Traditional peer review relies on anonymous reviewers to thoughtfully assess and critique an author’s work. The idea is that blind review makes the evaluation process more fair and impartial–but many scholars have questioned whether this is always the case.
Open review has the potential to make scholarship more transparent and more collaborative. It also makes it easier for researchers to get credit for the work they do reviewing the scholarship of their peers. Publishers in both the sciences and the humanities and social sciences have been experimenting with open review for almost two decades now, but it is only recently that open review seems to have reached a tipping point. So what exactly is open review, and what does it entail?
There are two main types of open review: named review and crowd-sourced review. With named review, the names of the peer reviewers as well as their reports are published online alongside the scholarship in question, making them available for anyone to read. A number of open access journal publishers use named review, including BioMed Central, Frontiers, F1000, and eLife. The open access journal Nature Communications allows authors to choose whether or not they want open review. About 60% of them do so. Elsevier recently started allowing peer-review reports to be published alongside articles for a few of its journals. However, peer reviewers do not have to attach their names to reports (and a little less than half do so). Giving reviewers the choice to remain anonymous if they wish, while making the reports open, can be one way to address one of the main critiques of open review: that it will cause scholars to be less candid. Early career faculty might be particularly sensitive to this issue.
With crowd-sourced review, a draft of the article or book is made available online for the public to comment on before it is officially published.

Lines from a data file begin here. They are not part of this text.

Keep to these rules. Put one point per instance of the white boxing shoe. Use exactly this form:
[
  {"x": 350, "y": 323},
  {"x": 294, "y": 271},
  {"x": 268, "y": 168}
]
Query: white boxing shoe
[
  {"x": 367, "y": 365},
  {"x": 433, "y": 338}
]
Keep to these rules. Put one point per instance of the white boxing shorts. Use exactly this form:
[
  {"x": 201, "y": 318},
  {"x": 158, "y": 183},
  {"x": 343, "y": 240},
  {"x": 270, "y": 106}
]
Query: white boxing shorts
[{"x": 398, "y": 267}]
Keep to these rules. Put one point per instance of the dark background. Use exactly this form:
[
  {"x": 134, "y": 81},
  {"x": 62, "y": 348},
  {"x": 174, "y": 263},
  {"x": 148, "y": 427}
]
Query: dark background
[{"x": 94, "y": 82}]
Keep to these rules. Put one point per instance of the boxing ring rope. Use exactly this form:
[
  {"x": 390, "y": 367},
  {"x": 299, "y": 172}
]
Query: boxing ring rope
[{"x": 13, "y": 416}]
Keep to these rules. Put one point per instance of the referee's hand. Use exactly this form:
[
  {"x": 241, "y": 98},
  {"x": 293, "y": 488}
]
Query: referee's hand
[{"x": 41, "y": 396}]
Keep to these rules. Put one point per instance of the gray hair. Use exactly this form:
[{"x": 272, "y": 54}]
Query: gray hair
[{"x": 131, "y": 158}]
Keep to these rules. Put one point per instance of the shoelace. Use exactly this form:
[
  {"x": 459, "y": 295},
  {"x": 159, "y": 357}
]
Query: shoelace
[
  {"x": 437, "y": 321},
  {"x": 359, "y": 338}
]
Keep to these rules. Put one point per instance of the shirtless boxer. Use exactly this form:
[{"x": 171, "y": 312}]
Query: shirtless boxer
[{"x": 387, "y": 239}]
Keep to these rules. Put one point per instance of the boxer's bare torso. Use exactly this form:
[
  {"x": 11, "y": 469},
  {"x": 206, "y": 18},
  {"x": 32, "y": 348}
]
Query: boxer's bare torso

This allows for the authors to get feedback from a greater variety of individuals, including people who might never have been approached to be a peer reviewer. One of the first monographs to go through this type of review was Kathleen Fitzpatrick’s Planned Obsolescence (NYU Press, 2010). MediaCommons Press, which hosted this draft of Fitzpatrick’s book, used CommentPress, a WordPress plugin, to facilitate feedback from interested readers. Most recently, Matthew J. Salganik used crowd-sourced review for his book, Bit By Bit: Social Research in the Digital Age (Princeton University Press, 2017). Salganik created the Open Review Toolkit (which uses the annotation tool hypothes.is) in order to help other scholars do the same thing. Crowd-sourced review can occur before traditional peer review, or concurrently. One of the challenges associated with this type of review is letting the world know that the manuscript is online and ready to be commented on. It may require that the author take a more active role in the review process than they are used to. Another challenge is directing readers to leave the type of substantial comments that would be most useful to the author.
In addition to these more formal types of open review, which are usually facilitated by publishers, researchers are also taking it upon themselves to use the web in different ways to solicit feedback on their work. More and more scholars, particularly in the sciences, are posting preprints. Some humanities scholars are even sharing drafts of their work in public Google docs and enabling commenting.
What do you think of open review? Would you be willing to make your peer-review reports public?